Escena de la película La princesa Mononoke
TÍTULO: LA CAMINATA DEL ESPÍRITU QUE CONCEDÍA VIDA Y MUERTE
En medio del bosque, rodeados por inmensos árboles, San, la princesa Mononoke, cortó una planta para atraer al alce rojo. Sobre el lomo de este, descansaba un guerrero desmayado y herido: era Ashitaka. Y tras ellos, pequeños humanoides blancos los seguían curiosos.
San bajó al hombre del animal, lo cargó y se hundió en el lago cristalino con él; la bestia, cuyo nombre era Yakul, la acompaño por detrás. La joven nadó hasta la superficie, acostó a Ashitaka y clavó la planta en la hierba. El alce, en cambio, se quedó de pie dentro del agua.
“Eres muy inteligente. Entiendes que no debes subirte a esta isla, ¿no?”, le habló San al animal. Volvió hacia él: le iba a desatar las sogas. Mientras quitaba los hilos rojos de su hocico, le dijo que podía irse ya que era libre. Yakul, sin embargo, decidió esperar a su amo.
Así, silenciosa, solemne y sin dejar rastro, San huyó del lugar.
Al mismo tiempo, en el mismo lugar, los hombrecitos blancos, cuyas cabezas tenían tres huecos, comenzaron a escalar los árboles. Poco a poco, la vegetación se cubrió de círculos blancos que sobresalían. Eran miles, no, cientos de miles de pequeños seres que llenaban de magia la naturaleza. Entonces, en la oscuridad de la noche y la brillantez de la luna llena, una sombra captó su atención total: un ente caminaba, entre las colinas, en dirección hacia ellos.
De repente, una de las criaturas blancas castañeó su cabeza: un sonido parecido a un cascabel se escuchó. Luego, otro segundo cascabeleó también; después, tres, cuatro, diez, cien, mil y más repitieron la acción. La multiplicación del sonido provocó que se formase un murmullo que acompasaba, suavemente, el andar del gigante.
“Ahí está. Vengan a ver. Es el caminante nocturno”, la voz de un viejo hombre destruyó la armonía de la escena. Cubriéndose con la piel de un oso, llamó a sus ayudantes a presenciar al espíritu. Le habló a uno, a quien llamó idiota; a otro, que le respondió temblando; al miedo, que era la emoción que esos dos sentían y al dios, quien casi había llegado al lago. Explicó que no había por qué temer, puesto que el emperador los protegía.
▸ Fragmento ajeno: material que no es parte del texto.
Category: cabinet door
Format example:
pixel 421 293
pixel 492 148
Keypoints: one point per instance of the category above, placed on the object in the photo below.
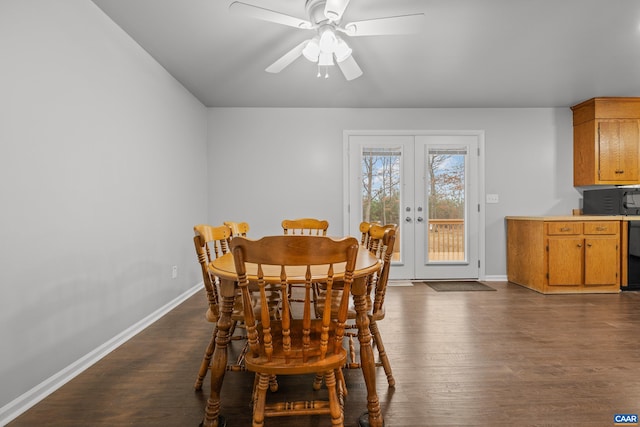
pixel 601 261
pixel 566 261
pixel 618 145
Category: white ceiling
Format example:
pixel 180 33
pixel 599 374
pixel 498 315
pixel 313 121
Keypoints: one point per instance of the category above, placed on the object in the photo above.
pixel 472 53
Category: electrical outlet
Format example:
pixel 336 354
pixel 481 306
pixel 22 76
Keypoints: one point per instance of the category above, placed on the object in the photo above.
pixel 493 198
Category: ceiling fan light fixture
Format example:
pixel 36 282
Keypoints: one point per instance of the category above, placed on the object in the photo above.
pixel 343 51
pixel 312 50
pixel 328 40
pixel 326 59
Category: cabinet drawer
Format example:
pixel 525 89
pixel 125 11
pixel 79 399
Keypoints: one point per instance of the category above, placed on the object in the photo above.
pixel 564 228
pixel 604 227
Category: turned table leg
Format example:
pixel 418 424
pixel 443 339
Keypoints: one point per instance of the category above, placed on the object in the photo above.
pixel 367 361
pixel 212 416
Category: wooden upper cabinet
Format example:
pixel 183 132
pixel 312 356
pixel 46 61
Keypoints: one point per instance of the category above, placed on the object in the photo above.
pixel 606 142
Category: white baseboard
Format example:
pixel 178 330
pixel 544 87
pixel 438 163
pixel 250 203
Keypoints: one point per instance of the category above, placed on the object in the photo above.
pixel 28 399
pixel 495 279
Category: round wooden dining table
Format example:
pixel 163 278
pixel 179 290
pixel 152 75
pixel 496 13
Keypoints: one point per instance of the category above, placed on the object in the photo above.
pixel 224 268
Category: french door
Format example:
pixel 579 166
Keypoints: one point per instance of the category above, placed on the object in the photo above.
pixel 430 185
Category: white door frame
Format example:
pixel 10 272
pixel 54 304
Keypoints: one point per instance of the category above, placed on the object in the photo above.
pixel 481 179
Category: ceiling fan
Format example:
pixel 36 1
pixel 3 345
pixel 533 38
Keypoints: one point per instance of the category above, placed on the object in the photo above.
pixel 327 45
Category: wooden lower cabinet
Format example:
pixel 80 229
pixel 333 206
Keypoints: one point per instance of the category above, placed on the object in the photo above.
pixel 564 256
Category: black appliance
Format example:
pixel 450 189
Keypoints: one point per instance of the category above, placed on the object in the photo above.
pixel 619 201
pixel 611 201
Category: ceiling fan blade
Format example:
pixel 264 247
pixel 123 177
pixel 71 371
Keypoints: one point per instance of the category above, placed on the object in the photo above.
pixel 268 15
pixel 287 58
pixel 404 24
pixel 333 9
pixel 350 68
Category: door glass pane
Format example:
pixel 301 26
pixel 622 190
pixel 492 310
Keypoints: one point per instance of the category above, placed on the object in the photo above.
pixel 446 240
pixel 381 187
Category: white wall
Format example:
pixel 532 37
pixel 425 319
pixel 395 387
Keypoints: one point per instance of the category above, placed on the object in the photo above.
pixel 268 164
pixel 102 177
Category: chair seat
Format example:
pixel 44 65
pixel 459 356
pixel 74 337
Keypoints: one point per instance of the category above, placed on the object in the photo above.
pixel 293 364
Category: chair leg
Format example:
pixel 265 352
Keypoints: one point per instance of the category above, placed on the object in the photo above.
pixel 260 399
pixel 335 403
pixel 342 384
pixel 317 382
pixel 273 383
pixel 206 360
pixel 377 339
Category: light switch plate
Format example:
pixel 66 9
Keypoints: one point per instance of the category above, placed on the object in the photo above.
pixel 493 198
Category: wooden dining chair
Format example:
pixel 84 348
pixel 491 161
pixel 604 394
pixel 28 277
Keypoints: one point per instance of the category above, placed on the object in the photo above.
pixel 237 228
pixel 364 233
pixel 298 343
pixel 210 243
pixel 305 226
pixel 380 241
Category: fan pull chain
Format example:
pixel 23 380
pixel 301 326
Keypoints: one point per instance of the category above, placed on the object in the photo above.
pixel 326 72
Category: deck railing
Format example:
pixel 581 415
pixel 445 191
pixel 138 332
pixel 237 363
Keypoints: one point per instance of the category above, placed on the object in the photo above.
pixel 446 239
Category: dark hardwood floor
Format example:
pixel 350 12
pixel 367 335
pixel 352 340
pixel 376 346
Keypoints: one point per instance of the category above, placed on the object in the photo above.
pixel 505 358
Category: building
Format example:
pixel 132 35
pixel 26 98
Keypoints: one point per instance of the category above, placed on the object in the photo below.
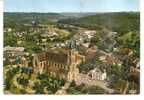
pixel 63 64
pixel 97 74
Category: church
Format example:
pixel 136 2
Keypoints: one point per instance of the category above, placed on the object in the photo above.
pixel 61 63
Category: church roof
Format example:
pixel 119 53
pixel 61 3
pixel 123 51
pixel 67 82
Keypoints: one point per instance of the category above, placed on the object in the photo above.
pixel 53 57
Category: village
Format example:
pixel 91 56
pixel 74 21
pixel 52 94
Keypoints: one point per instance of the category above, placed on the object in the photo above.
pixel 47 49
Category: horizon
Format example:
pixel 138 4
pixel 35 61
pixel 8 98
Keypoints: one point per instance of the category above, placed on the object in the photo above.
pixel 78 12
pixel 76 6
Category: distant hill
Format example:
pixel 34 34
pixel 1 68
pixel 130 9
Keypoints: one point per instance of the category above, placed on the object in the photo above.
pixel 18 18
pixel 118 21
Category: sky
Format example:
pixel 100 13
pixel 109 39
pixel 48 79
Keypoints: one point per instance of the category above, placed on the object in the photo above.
pixel 70 5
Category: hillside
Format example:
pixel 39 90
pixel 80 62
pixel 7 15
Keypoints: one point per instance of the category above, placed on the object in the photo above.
pixel 119 22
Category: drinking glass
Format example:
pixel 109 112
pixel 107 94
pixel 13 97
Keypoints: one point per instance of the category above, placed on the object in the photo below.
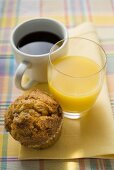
pixel 75 76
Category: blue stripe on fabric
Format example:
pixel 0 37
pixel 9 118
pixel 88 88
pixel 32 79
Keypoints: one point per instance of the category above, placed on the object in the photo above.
pixel 6 62
pixel 108 164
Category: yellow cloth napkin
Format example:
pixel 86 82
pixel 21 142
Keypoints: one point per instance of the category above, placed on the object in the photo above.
pixel 90 136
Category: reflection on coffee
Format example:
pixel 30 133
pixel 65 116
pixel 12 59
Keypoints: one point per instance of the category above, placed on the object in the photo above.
pixel 37 43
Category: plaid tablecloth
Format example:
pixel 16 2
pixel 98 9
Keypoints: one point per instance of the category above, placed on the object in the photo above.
pixel 71 13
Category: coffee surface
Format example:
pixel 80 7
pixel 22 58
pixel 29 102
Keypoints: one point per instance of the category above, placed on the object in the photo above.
pixel 37 43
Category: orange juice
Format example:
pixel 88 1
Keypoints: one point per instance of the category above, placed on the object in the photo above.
pixel 75 82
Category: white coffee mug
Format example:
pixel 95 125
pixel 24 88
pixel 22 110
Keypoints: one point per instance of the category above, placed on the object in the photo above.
pixel 35 66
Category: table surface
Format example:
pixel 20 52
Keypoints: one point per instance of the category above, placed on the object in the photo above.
pixel 71 13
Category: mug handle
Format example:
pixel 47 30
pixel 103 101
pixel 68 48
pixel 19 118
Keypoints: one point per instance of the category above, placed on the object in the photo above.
pixel 19 74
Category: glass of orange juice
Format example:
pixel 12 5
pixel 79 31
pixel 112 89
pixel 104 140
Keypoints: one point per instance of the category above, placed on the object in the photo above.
pixel 75 75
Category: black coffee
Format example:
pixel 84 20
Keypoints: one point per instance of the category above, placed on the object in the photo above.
pixel 37 43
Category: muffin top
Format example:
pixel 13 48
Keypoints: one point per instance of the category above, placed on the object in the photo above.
pixel 33 118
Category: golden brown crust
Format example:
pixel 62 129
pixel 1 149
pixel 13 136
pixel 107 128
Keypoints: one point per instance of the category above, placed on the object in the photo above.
pixel 34 119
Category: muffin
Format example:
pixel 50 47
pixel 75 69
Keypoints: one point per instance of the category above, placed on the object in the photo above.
pixel 34 119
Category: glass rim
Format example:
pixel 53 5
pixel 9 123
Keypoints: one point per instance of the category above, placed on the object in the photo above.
pixel 65 40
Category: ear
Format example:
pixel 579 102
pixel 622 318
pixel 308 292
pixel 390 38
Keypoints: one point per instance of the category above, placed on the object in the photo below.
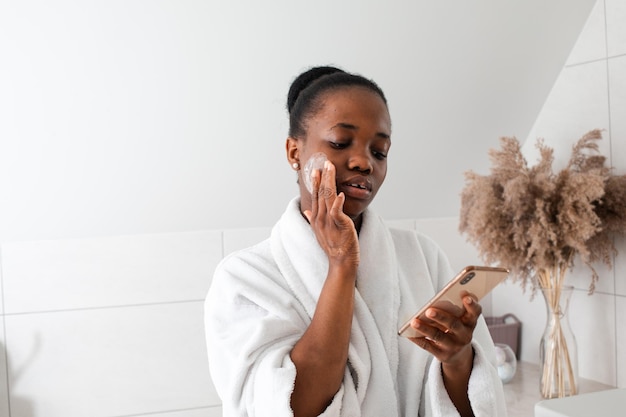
pixel 293 151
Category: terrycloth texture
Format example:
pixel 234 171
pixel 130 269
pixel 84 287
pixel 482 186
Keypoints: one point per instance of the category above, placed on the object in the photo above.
pixel 262 299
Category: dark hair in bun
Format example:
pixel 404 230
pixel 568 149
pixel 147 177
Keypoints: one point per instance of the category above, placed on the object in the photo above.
pixel 304 97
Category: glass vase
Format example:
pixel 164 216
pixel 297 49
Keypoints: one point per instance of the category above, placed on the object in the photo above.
pixel 558 350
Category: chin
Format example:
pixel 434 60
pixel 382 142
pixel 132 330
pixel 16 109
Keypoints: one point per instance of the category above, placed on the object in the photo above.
pixel 354 209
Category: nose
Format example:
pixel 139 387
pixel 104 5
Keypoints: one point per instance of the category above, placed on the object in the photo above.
pixel 360 161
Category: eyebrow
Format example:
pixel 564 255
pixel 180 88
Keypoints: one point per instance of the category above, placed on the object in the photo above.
pixel 353 127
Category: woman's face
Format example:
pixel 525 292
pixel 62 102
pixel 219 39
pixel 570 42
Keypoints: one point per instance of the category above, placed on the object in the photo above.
pixel 353 129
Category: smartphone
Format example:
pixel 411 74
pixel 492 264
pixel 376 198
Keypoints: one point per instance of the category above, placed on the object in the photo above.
pixel 478 280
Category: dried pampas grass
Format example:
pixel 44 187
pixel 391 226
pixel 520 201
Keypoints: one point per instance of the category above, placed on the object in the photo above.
pixel 534 221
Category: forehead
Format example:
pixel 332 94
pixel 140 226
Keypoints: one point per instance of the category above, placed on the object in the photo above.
pixel 353 104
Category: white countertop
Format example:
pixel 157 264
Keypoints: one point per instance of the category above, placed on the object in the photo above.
pixel 610 403
pixel 522 393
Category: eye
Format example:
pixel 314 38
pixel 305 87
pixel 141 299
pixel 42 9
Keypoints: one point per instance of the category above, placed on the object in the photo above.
pixel 338 145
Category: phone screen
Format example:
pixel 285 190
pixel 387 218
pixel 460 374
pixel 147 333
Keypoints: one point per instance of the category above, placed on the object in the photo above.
pixel 478 280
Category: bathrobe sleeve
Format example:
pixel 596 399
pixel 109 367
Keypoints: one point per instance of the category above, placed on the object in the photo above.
pixel 485 387
pixel 251 323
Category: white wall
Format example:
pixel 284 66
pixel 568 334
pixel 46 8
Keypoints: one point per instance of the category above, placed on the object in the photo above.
pixel 589 93
pixel 139 140
pixel 150 116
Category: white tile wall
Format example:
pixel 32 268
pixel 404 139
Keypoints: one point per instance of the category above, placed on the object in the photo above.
pixel 109 362
pixel 200 412
pixel 445 231
pixel 591 43
pixel 617 94
pixel 126 270
pixel 236 239
pixel 509 297
pixel 4 374
pixel 583 98
pixel 620 307
pixel 577 104
pixel 615 28
pixel 592 319
pixel 620 267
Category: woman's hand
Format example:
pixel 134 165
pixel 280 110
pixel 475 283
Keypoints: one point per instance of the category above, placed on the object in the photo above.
pixel 321 354
pixel 446 335
pixel 449 338
pixel 333 229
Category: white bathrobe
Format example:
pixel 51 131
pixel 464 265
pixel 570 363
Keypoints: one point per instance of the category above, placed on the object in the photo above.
pixel 262 299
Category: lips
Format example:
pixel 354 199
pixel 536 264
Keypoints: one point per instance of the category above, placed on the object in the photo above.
pixel 357 187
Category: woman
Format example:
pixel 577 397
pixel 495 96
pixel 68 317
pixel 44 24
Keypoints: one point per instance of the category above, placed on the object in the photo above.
pixel 305 323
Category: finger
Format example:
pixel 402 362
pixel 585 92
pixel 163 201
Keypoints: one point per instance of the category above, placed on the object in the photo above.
pixel 336 211
pixel 328 188
pixel 473 309
pixel 315 182
pixel 441 319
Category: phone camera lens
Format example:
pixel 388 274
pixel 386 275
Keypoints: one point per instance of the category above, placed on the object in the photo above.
pixel 468 278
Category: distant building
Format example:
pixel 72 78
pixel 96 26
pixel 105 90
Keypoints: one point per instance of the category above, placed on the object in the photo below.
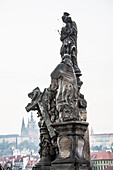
pixel 29 133
pixel 106 140
pixel 101 160
pixel 30 164
pixel 31 130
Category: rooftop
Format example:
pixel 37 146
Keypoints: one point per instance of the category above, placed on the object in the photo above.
pixel 102 155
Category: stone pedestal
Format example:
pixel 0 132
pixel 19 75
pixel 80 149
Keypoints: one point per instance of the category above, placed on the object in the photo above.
pixel 45 160
pixel 71 146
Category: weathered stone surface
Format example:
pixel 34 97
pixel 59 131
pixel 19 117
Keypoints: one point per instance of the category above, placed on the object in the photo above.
pixel 64 142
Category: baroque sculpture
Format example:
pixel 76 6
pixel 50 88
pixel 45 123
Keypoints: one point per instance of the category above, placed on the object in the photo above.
pixel 64 142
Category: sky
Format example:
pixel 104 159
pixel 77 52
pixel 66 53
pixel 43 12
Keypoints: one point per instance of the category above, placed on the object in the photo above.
pixel 30 50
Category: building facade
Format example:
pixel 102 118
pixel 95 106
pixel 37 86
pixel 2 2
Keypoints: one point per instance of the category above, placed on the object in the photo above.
pixel 101 160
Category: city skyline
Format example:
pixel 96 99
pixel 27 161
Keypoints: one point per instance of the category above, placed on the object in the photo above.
pixel 30 50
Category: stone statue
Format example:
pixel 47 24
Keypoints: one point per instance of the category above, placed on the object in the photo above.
pixel 62 110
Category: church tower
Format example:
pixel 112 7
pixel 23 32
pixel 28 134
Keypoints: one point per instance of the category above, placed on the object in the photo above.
pixel 24 131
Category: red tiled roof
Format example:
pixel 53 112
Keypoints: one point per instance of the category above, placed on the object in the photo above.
pixel 109 168
pixel 12 157
pixel 101 155
pixel 31 163
pixel 104 134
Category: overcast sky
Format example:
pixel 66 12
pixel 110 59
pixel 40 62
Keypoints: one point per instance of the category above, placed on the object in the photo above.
pixel 30 50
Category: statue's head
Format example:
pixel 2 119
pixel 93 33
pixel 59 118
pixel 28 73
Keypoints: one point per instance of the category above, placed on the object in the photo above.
pixel 35 93
pixel 67 59
pixel 66 18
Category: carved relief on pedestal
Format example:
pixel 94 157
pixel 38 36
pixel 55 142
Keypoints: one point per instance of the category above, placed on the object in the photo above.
pixel 65 147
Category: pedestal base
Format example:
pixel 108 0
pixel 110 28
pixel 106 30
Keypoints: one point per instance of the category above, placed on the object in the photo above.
pixel 71 146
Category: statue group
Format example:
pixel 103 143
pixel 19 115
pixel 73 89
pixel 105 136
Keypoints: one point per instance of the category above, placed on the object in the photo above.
pixel 64 138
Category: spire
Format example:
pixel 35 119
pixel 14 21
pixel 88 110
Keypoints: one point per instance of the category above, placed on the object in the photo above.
pixel 23 124
pixel 92 131
pixel 32 120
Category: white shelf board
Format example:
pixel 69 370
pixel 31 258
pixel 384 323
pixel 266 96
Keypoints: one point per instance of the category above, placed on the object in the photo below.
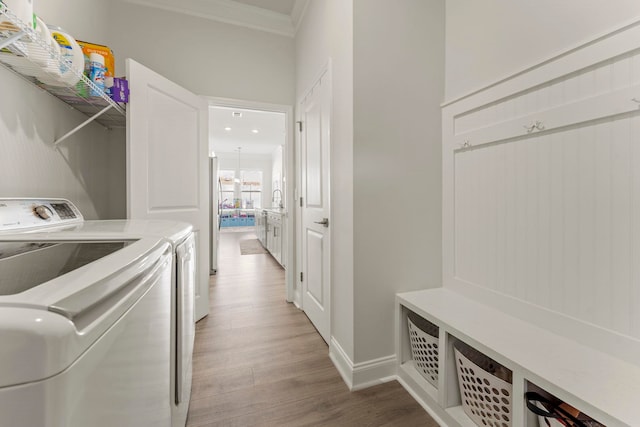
pixel 601 385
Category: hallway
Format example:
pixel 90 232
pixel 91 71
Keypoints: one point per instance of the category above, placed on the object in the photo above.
pixel 258 361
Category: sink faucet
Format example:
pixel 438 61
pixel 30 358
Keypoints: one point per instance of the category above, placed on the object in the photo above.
pixel 273 197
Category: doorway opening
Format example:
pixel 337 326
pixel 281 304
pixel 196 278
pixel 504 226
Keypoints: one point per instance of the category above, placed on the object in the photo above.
pixel 252 178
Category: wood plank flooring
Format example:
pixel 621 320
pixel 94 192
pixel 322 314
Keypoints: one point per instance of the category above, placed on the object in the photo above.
pixel 258 361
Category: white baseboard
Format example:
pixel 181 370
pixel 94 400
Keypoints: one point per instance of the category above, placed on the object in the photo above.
pixel 422 402
pixel 362 375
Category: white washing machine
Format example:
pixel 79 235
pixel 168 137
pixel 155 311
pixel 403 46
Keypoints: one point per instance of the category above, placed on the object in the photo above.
pixel 59 220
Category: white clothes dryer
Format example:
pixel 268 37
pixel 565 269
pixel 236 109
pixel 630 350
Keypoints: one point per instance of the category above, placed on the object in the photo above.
pixel 83 332
pixel 60 220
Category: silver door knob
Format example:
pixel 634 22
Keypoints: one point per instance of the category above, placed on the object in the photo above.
pixel 324 222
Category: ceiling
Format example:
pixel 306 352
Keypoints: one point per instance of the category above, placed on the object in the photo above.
pixel 227 132
pixel 275 16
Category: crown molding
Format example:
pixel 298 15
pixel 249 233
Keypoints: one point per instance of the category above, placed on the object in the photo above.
pixel 228 12
pixel 297 14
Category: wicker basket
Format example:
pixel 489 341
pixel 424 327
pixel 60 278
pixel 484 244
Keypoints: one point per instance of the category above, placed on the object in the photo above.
pixel 485 388
pixel 423 336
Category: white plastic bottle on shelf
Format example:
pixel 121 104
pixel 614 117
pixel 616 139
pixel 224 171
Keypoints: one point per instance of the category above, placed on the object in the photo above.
pixel 96 73
pixel 22 9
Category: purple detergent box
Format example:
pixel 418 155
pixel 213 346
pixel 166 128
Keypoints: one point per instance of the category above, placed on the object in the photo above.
pixel 120 90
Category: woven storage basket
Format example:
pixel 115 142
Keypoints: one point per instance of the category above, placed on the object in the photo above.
pixel 423 336
pixel 486 398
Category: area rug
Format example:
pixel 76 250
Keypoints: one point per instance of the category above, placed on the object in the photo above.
pixel 251 247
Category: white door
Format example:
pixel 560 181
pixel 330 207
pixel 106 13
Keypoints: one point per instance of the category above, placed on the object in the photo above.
pixel 168 162
pixel 315 221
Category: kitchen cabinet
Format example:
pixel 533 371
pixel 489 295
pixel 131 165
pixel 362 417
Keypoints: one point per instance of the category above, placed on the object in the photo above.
pixel 33 56
pixel 271 232
pixel 261 227
pixel 237 218
pixel 274 238
pixel 165 180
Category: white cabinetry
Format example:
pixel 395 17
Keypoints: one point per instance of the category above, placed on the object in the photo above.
pixel 540 188
pixel 261 227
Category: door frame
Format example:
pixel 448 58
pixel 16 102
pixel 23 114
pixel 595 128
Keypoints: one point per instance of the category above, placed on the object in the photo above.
pixel 326 72
pixel 290 219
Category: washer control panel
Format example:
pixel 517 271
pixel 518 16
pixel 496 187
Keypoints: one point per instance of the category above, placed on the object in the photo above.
pixel 22 214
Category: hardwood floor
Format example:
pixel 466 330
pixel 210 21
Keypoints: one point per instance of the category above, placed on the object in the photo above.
pixel 258 361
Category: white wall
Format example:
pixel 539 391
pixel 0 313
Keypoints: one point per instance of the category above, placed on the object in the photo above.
pixel 327 33
pixel 492 39
pixel 207 57
pixel 229 161
pixel 85 167
pixel 398 88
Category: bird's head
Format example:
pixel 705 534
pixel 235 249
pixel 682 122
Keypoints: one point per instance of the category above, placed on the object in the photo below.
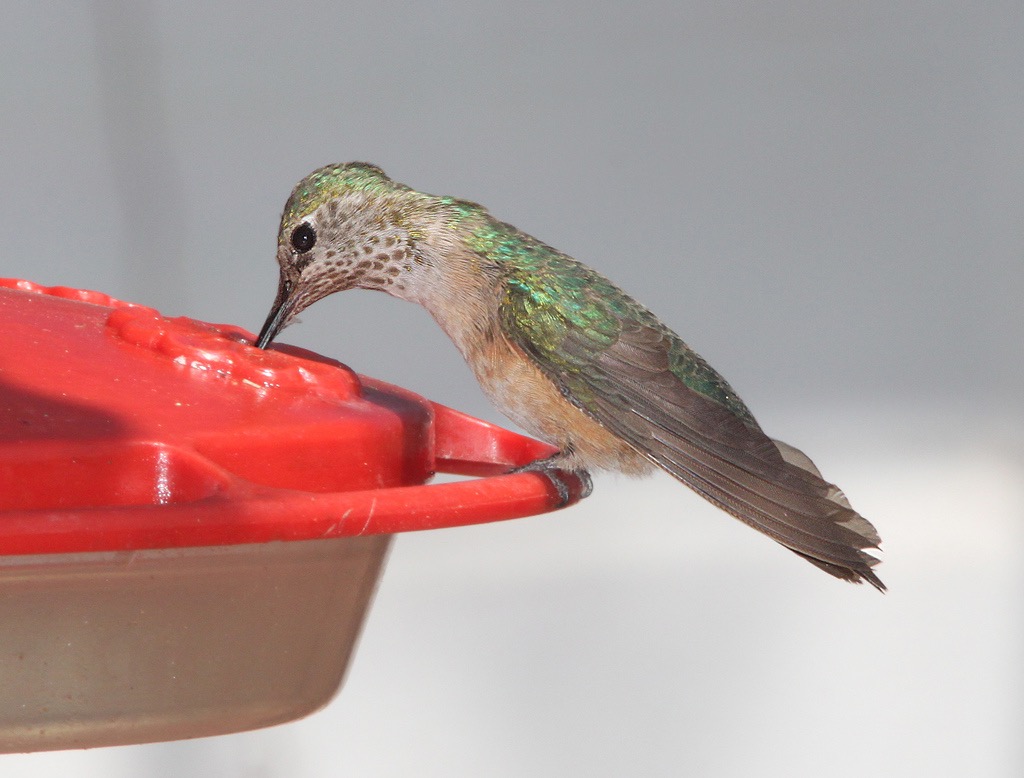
pixel 345 226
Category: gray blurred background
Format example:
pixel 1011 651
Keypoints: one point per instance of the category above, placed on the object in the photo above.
pixel 823 199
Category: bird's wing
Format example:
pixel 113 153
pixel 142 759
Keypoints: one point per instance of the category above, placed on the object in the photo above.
pixel 615 361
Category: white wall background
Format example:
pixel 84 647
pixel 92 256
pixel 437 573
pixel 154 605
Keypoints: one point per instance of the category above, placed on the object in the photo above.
pixel 824 199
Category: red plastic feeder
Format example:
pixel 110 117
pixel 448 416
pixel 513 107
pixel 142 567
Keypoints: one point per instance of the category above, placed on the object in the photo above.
pixel 192 529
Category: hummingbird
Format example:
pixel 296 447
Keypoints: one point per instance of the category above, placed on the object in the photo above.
pixel 563 352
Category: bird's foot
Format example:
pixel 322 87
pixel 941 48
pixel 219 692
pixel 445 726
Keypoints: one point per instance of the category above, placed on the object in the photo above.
pixel 551 467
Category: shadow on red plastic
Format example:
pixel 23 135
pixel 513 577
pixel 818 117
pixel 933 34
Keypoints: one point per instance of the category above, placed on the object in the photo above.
pixel 122 429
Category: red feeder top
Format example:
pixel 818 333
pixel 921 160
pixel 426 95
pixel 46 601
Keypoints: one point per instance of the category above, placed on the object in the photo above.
pixel 122 429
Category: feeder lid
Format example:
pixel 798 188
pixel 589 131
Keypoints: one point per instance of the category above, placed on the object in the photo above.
pixel 123 429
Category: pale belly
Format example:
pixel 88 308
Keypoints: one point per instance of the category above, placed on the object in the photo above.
pixel 524 394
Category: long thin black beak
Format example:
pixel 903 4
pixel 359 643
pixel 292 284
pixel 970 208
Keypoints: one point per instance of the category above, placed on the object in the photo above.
pixel 279 315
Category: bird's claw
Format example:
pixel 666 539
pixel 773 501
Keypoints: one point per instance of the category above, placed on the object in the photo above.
pixel 550 468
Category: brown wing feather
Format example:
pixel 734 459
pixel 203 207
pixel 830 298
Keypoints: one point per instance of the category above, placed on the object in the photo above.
pixel 631 389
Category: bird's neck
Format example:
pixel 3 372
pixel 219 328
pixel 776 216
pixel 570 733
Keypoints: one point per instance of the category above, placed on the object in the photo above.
pixel 458 287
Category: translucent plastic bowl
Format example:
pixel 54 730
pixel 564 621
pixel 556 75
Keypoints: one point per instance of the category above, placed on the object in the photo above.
pixel 192 529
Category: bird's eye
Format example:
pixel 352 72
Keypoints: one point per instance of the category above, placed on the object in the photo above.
pixel 303 238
“La leyenda dice que cuando el día se vuelve de noche, el espíritu del bosque se convierte en el caminante nocturno, y al amanecer regresa a la normalidad”, exclamó con una sonrisa.
“¡Mira! ¿Lo ves? Ahí está”.
Los tentáculos translúcidos que recorrían la espalda del dios produjeron una fuerte ventisca. Las hojas verdes y los hombrecillos se sacudieron, mientras que la criatura gigante desaparecía alrededor del alto árbol que yacía en medio de la isla. De pronto, frente a Yakul se transformó el espíritu en un animal: era un ciervo marrón cuyo rostro se asemejaba al de un humano. La silueta negra gigante, cuya estatura era superior a las copas de los árboles más altos, había tomado una forma diferente debido al inminente amanecer.
Cada paso que dio produjo vida: en las huellas pisadas crecieron flores y plantas; cada soplido que exhaló, muerte: las hojas de la planta se marchitaron.
Una de las hojas marchitas cayó sobre el rostro de Ashitaka, joven herido. El dios del bosque lo observó mientras el sol salía por el este.